このリビング兼仕事部屋には、何故かベッドがある。
「え、寝室は別にあるんですよね?」
「そだよー」
「じゃあ何でベッドが?」
「これね、仮眠用。仕事中は寝室行くのも面倒だからさー。ま、結局椅子で寝落ちしちゃうんだけどね」
「はあ……」
自分用のベッドが二つある生活というものが僕にはいまいちピンと来ない。少なくとも彼女がかなり裕福であることだけはわかる。
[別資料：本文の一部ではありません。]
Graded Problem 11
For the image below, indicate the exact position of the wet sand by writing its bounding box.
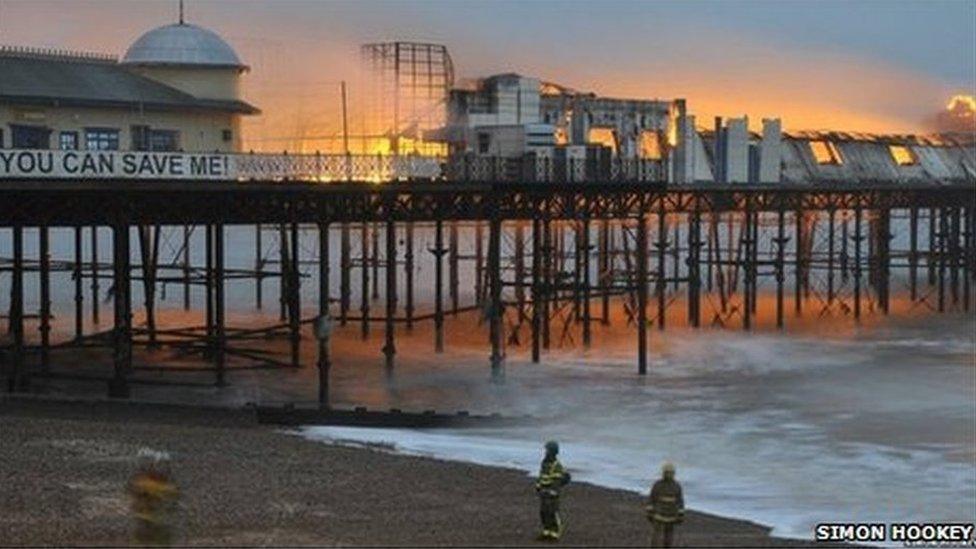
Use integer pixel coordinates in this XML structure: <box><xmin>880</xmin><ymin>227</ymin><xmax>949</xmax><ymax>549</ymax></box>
<box><xmin>0</xmin><ymin>396</ymin><xmax>828</xmax><ymax>547</ymax></box>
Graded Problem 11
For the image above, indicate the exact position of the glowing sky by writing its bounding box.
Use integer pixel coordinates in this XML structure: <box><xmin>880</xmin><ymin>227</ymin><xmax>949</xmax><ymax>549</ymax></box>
<box><xmin>0</xmin><ymin>0</ymin><xmax>973</xmax><ymax>138</ymax></box>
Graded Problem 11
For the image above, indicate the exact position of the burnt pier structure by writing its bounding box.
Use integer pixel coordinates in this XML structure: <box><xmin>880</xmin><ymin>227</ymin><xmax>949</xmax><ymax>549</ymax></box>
<box><xmin>1</xmin><ymin>177</ymin><xmax>974</xmax><ymax>404</ymax></box>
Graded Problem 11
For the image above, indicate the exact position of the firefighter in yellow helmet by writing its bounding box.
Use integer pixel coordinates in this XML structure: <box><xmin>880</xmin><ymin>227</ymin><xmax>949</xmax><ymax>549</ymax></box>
<box><xmin>535</xmin><ymin>440</ymin><xmax>571</xmax><ymax>541</ymax></box>
<box><xmin>646</xmin><ymin>461</ymin><xmax>684</xmax><ymax>548</ymax></box>
<box><xmin>128</xmin><ymin>449</ymin><xmax>179</xmax><ymax>546</ymax></box>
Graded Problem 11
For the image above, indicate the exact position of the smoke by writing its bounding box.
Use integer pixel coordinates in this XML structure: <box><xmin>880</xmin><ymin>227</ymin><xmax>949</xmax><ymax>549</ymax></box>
<box><xmin>461</xmin><ymin>31</ymin><xmax>957</xmax><ymax>134</ymax></box>
<box><xmin>1</xmin><ymin>0</ymin><xmax>968</xmax><ymax>141</ymax></box>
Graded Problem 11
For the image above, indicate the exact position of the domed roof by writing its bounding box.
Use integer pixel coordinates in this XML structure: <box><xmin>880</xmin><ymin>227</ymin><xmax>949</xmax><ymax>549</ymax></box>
<box><xmin>122</xmin><ymin>23</ymin><xmax>245</xmax><ymax>69</ymax></box>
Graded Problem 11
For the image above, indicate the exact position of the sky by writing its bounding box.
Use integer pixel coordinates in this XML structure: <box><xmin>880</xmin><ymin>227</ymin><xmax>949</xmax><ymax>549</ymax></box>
<box><xmin>0</xmin><ymin>0</ymin><xmax>973</xmax><ymax>143</ymax></box>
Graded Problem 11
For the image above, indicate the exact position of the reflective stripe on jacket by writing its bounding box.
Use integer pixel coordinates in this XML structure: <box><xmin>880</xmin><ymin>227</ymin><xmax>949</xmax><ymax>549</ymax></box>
<box><xmin>647</xmin><ymin>478</ymin><xmax>684</xmax><ymax>523</ymax></box>
<box><xmin>536</xmin><ymin>458</ymin><xmax>568</xmax><ymax>496</ymax></box>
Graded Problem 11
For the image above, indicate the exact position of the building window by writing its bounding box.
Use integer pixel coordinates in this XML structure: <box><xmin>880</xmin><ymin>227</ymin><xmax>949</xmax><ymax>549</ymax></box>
<box><xmin>150</xmin><ymin>130</ymin><xmax>180</xmax><ymax>151</ymax></box>
<box><xmin>477</xmin><ymin>132</ymin><xmax>491</xmax><ymax>154</ymax></box>
<box><xmin>587</xmin><ymin>127</ymin><xmax>617</xmax><ymax>154</ymax></box>
<box><xmin>131</xmin><ymin>125</ymin><xmax>150</xmax><ymax>151</ymax></box>
<box><xmin>639</xmin><ymin>130</ymin><xmax>663</xmax><ymax>160</ymax></box>
<box><xmin>809</xmin><ymin>140</ymin><xmax>842</xmax><ymax>165</ymax></box>
<box><xmin>85</xmin><ymin>128</ymin><xmax>119</xmax><ymax>151</ymax></box>
<box><xmin>222</xmin><ymin>129</ymin><xmax>233</xmax><ymax>142</ymax></box>
<box><xmin>889</xmin><ymin>145</ymin><xmax>917</xmax><ymax>166</ymax></box>
<box><xmin>11</xmin><ymin>124</ymin><xmax>51</xmax><ymax>149</ymax></box>
<box><xmin>59</xmin><ymin>131</ymin><xmax>79</xmax><ymax>150</ymax></box>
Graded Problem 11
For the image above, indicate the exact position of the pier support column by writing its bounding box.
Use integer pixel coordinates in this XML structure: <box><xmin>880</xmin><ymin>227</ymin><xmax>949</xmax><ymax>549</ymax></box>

そのベッドに、葉香さんはちょこんと腰掛けた。そして薄着に包まれた自分の太ももを、両手でぽんぽんと叩く。
「はい、どーぞ」
「……は?」
「は? じゃないよ。ほら早く寝っ転がりな」
「………………………………………………………………………………………まさか、膝枕?」
「そーだよ。耳かきと言ったら膝枕。それが世界の理じゃないか」
「ははは、ご冗談を」
「これが冗談に見える?」
彼女は少し拗ねたように僕の瞳をじっと見る。
「……マジですかぁ」
僕はこれ以上ないくらい大きなため息をついた。
「これも魔法の一環ですか……」
「いや、私の趣味ですが?」
「趣味が悪いよぉ」
「魔法はこの竹製極細耳かき『匠』にたっぷりかけてあるからね。耳かきすればするほど、あなたの心と体にじわりと浸透します」
「そんな、湿布みたいな」
「ま、似たようなものだよ」
「似てるのかよ……」
「いーからほら、早く横になりなさい」
葉香さんはおいでおいでと掌を振る。
僕はレモンを噛み潰したかのように顔を大きく歪め、右手で覆った。その様子を葉香さんはにこにこ見ている。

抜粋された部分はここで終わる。